The family of
matrix metalloproteinases (
MMPs) comprises
endopeptidases that are capable of degrading all extracellular matrix components. Given these actions, it is conceivable that
MMPs may play a pathogenic role in
inflammatory myopathies. These immune-mediated disorders are characterized by the invasion of mononuclear phagocytes and T lymphocytes and the loss of muscle fibres. We examined whether specific
MMPs and their natural inhibitors (tissue inhibitors of
metalloproteinases; TIMPs) are expressed in muscle during acute inflammatory attacks by studying muscle biopsies obtained from patients diagnosed as having
polymyositis, dermatomyositis,
sporadic inclusion body myositis and, for comparison, from cases of various
muscular dystrophies. Quantitative polymerase chain reaction analysis revealed significantly elevated
mRNA expression of
interstitial collagenase (MMP-1) and
gelatinase B (MMP-9) in
polymyositis and
dermatomyositis and to a lesser extent in
inclusion body myositis, whereas the level of expression of TIMPs remained unchanged in comparison with controls.
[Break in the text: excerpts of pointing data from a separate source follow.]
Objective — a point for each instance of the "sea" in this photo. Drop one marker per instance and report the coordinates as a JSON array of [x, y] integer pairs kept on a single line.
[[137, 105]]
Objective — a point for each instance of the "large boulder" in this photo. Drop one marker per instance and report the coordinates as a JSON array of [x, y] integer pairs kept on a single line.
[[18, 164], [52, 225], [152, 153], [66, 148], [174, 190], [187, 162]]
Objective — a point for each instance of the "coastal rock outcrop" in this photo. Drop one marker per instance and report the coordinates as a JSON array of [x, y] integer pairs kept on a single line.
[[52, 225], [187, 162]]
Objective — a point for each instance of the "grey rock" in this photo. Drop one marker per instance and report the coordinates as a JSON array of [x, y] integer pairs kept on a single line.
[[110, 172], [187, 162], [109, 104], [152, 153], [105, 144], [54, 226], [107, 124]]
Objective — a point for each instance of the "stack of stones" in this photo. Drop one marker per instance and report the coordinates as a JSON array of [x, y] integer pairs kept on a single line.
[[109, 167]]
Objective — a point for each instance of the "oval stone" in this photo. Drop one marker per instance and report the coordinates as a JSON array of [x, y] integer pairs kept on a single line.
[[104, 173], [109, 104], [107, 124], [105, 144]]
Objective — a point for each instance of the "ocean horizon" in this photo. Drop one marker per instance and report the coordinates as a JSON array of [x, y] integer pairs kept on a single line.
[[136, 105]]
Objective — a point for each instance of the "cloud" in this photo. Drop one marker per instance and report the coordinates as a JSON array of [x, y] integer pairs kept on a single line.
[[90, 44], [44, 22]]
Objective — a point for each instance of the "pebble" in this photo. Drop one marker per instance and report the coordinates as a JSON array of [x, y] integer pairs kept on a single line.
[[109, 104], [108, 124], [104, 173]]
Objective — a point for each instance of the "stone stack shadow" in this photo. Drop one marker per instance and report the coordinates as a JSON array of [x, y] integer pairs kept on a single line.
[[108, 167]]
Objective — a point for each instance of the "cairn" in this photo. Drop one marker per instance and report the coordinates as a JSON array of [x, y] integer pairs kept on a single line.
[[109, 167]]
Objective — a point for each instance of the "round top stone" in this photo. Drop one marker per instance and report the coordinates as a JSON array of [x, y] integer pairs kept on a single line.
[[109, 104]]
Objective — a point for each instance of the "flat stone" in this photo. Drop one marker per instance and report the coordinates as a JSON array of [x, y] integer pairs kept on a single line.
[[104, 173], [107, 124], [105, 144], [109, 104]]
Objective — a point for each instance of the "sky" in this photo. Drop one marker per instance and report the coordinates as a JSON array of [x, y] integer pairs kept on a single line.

Increased
mRNA levels were associated with enhanced
enzyme expression, as determined by immunoblotting,
gelatin zymography and in situ zymography. Immunohistochemically, MMP-1 could be localized around the sarcolemma of diseased muscle fibres and to cells resembling fibroblasts, whereas MMP-9 seemed to be expressed primarily by invading T lymphocytes. Raised levels of
MMPs could not be detected in the sera of affected patients, emphasizing the crucial action of
MMPs in the inflamed muscle. Our results imply a pathogenic role for specific
MMPs in the genesis of
inflammatory myopathies, and open new strategies for therapeutic intervention.